The painter grasped the oars and pushed out into the stream: "Good-bye," he called, and Graziosa waved a hand; then something in the stranger's aspect made the little painter pause again.

"Gladly would we offer our poor hospitality, messer," he said, "only the gates are sternly barred to any stranger...." But Graziosa, glancing also at the strong, commanding figure, and the stern set face, checked her father's impulse.

"We are too humble, father," she said gently, "but if there were any service we could render, any message—? We live at the sign of Lo Scudo, the armorer's, near to the western gate."

"I will remember it," said Francisco simply.

Graziosa drew her blue cloth hood about her smiling face, and, with gentle strokes from the painter's paddle, the boat disappeared.

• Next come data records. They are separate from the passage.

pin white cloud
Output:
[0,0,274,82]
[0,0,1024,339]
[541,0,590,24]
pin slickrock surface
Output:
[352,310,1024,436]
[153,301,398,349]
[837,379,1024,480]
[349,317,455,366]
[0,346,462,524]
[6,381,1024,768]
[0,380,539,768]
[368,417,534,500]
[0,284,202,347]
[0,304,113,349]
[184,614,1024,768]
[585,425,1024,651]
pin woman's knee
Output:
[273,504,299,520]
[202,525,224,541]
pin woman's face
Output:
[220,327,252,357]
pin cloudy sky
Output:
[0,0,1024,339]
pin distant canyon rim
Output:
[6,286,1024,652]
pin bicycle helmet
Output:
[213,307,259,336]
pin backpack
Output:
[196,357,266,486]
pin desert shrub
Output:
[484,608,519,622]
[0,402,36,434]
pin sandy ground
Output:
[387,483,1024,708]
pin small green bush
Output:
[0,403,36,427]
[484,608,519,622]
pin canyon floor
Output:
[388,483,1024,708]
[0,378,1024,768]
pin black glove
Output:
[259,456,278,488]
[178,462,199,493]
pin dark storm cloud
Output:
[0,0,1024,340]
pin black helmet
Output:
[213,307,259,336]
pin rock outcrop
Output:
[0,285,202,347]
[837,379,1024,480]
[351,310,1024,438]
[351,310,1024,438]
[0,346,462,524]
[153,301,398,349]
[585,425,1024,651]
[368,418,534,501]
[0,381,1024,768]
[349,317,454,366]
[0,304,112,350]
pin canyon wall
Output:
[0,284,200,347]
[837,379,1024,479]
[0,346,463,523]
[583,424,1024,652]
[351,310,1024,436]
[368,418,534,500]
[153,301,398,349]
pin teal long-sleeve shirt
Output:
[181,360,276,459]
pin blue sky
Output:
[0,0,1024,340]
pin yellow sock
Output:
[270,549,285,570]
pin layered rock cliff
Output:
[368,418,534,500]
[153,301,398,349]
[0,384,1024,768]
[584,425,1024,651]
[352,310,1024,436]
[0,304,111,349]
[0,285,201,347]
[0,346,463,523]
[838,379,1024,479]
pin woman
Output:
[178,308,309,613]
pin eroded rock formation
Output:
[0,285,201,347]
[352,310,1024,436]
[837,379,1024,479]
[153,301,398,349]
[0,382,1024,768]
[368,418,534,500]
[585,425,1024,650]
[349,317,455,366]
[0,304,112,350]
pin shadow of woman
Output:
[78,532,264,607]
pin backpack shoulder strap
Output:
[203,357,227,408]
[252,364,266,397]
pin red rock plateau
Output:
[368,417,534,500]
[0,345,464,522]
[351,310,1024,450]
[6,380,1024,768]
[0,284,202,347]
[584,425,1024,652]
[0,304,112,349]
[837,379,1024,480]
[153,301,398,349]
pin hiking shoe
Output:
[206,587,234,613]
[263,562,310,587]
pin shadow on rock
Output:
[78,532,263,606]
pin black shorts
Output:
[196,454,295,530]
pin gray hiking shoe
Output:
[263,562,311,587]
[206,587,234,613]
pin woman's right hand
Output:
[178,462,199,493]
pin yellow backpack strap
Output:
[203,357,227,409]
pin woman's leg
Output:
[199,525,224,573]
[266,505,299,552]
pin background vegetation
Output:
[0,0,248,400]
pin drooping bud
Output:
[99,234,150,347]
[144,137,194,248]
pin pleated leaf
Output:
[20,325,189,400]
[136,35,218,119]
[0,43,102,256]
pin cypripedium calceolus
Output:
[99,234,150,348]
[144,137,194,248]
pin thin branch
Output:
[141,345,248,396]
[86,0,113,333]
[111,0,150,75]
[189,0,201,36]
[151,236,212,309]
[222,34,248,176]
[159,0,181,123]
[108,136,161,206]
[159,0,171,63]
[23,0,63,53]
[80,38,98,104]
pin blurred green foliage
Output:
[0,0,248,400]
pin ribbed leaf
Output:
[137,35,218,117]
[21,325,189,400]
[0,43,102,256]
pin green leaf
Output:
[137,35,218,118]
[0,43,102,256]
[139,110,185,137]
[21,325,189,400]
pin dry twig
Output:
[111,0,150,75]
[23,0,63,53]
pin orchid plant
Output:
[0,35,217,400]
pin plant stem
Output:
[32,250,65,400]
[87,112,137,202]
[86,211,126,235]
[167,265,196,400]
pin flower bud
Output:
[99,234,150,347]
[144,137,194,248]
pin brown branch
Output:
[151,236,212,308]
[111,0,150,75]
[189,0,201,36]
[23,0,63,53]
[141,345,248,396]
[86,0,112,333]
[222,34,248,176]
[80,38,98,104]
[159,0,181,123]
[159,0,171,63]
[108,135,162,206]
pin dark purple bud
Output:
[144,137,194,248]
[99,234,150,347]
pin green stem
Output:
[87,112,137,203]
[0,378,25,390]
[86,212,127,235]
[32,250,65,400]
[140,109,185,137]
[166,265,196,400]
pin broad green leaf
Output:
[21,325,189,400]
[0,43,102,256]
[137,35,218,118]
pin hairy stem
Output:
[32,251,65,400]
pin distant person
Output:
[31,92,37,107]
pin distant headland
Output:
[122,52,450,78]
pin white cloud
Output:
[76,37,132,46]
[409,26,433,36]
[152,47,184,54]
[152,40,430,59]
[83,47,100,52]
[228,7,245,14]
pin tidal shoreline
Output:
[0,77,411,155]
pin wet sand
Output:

When Francisco found himself alone again, momentary misgiving seized him that he had lost an opportunity.

Could these folk have been of service? They were of a sort unknown to him; courtiers, soldiers, burghers, merchants, with all such he was at home, but these plebeians of kindly natures and good speech, of humble rank and careless happiness, were new to him. The painter's talk of his craft had had no meaning for Francisco, it had passed from his mind for craziness; but the girl had said they dwelt near the western gate—could they perchance have been of service? But presently he dismissed the notion; they were too simple for his purpose.

Raging in the pain of rekindled memory and present helplessness, Francisco paced to and fro, waiting for Vittore's figure in the distance.

Suddenly his eyes rested again on the great clump of yellow lichen, and he stopped, arrested.

In the midst of it he had seen something that interested him, something very much its color, but not quite its kind.